Auch den „Fall für zwei“ ließ das ZDF nicht ruhen – auch wenn sich so mancher fragte, ob die Serie ohne den coolen Lederjacken-Träger Matula eine Zukunft haben kann. Dass es durchaus funktioniert, zeigten Antoine Monot, Jr. und Wanja Mues, als sie vor einem Jahr in die großen Fußstapfen traten. Die Frage, ob es leichter oder schwerer sei, die Rolle auszufüllen, weil die Zuschauer nach mehr als 30 Jahren mit einer gewissen Erwartungshaltung an die Serie herangehen, kann Mues nicht eindeutig beantworten. „Es ist leichter, weil man eine gewisse Basis hat. Man hat eine Marke, auf der man aufbauen kann“, sagt der Schauspieler. „Und schwerer, weil man den Leuten nahebringen muss, dass man auf dem alten Fundament etwas Neues machen möchte.“

Dass sich das ZDF dafür entschied, den „Fall für zwei“ nach dem Abschied von Claus Theo Gärtner fortzuführen, obwohl es zunächst hieß, man wolle mit den beiden Schauspielern eine neue Serie machen, kann Monot aber durchaus nachvollziehen. „Es gab lange Diskussionen und bis heute ist es ein zweischneidiges Schwert.
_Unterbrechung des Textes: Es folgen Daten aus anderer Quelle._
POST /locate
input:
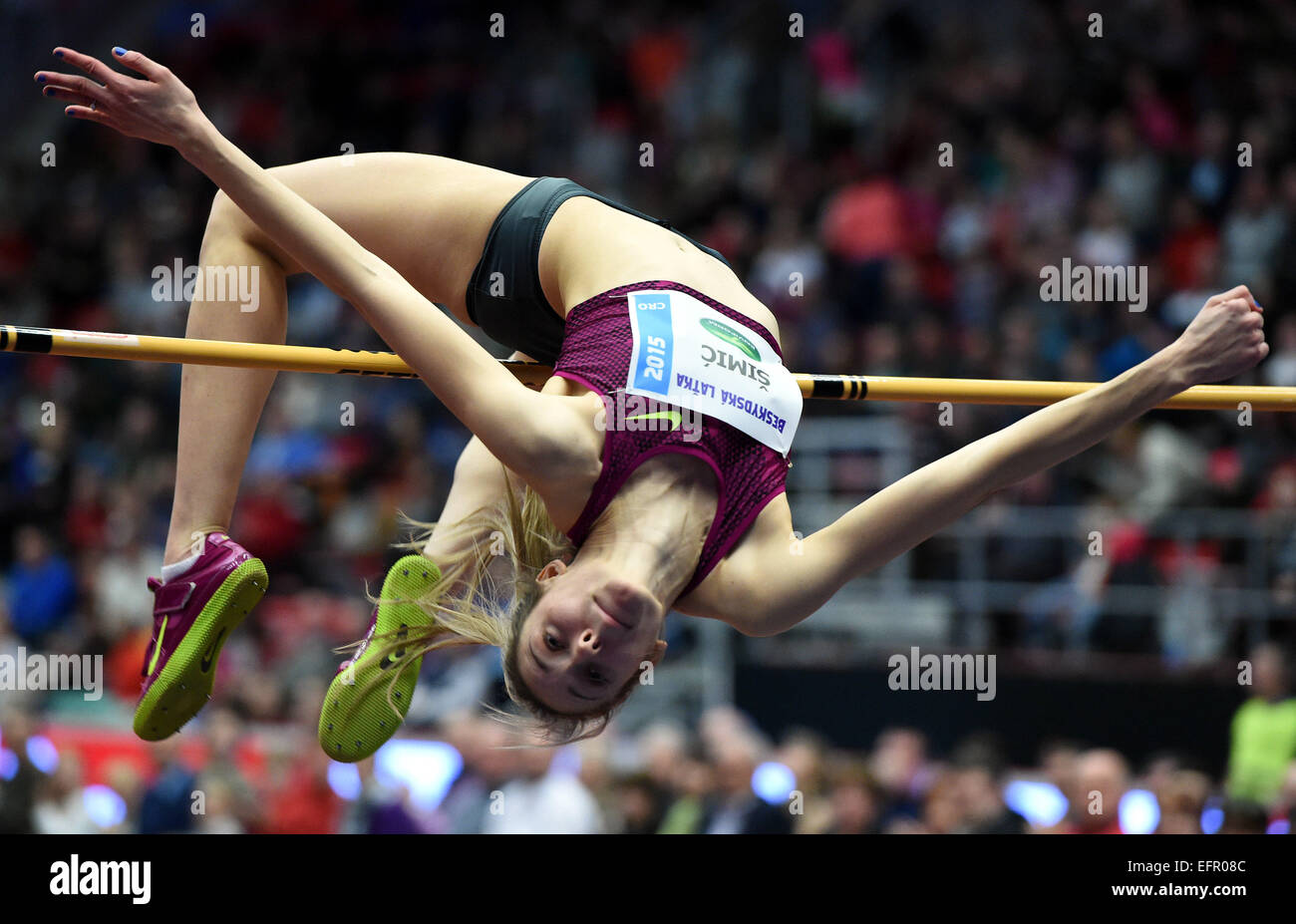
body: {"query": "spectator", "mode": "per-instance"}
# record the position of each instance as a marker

Es gibt eine Fanbase vom 'Fall für zwei', die nicht möchte, dass sich etwas ändert. Aber wenn wir uns jetzt 'Zwei für einen Fall' genannt hätten, dann hätte man doch immer gesagt, dass das der alte 'Fall für zwei“ ist. Und selbst bei einem ganz anderen Namen, wären die Parallelen immer wieder aufgekommen.“

Allen könne man es ohnehin nicht recht machen, gibt sich Monot gegenüber DWDL.de realistisch. Für seinen Kollegen und ihn überwogen unterm Strich jedoch die Vorteile: „Unserem Neustart hat der Name der Serie wahnsinnig viel gebracht, weil wir in der ersten Staffel eine Aufmerksamkeit bekamen, die wir als 'Zwei in Mainhattan' sicher nie gehabt hätten. Und das Publikum lief uns auch nicht in Scharen davon.“ Weiterentwickelt wurde der Krimi-Klassiker allerdings nicht nur mit Blick auf die beiden Hauptdarsteller. „Es gibt in Deutschland sehr festgefahrene Sehgewohnheiten, gegen die wir behutsam anzukämpfen versuchen“, erzählt Wanja Mues. „Die Zuschauer erwarten abgeschlossene Fälle – und die bieten wir ihnen auch. Gleichzeitig versuchen wir, eine horizontale Ebene einzubauen, in der die Geschichte zwischen und beiden über die einzelne Folge hinaus weitererzählt wird.“

Doch ganz so einfach ist das nicht, weiß Stephanie Stumph. „Viele Autoren schreiben in Deutschland für sich. Jeder macht sein eigenes Ding und meint, den Charaktern seine eigenen Worte in den Mund legen zu müssen. Da fehlt es oft an einer klaren Linie und einem Headautor, er die gesamte Geschichte im Auge behält“, sagt sie. Dass sich in der Herangehensweise etwas ändert, bekommen Stumph und ihr Mitstreiter Ludwig Blochberger, aber auch Antoine Monot, Jr. und Wanja Mues allerdings gerade am eigenen Leib zu spüren. Mehr und mehr wird das Bewährte mit neuen Erzählmustern verbunden. Wenn sich der neue alte „Fall für zwei“ Ende des Monats mit neuen Folgen zurückmeldet, dann soll neben den abgeschlossen Krimisträngen der Handlungsbogen der beiden Freunde erneut über mehrere Folgen gespannt werden. Demnächst wird übrigens auch Matula mal wieder vorbeischauen. Ganz ohne alte Zöpfe will das ZDF dann eben doch nicht verzichten. Und schon gar nicht auf die legendäre Lederjacke.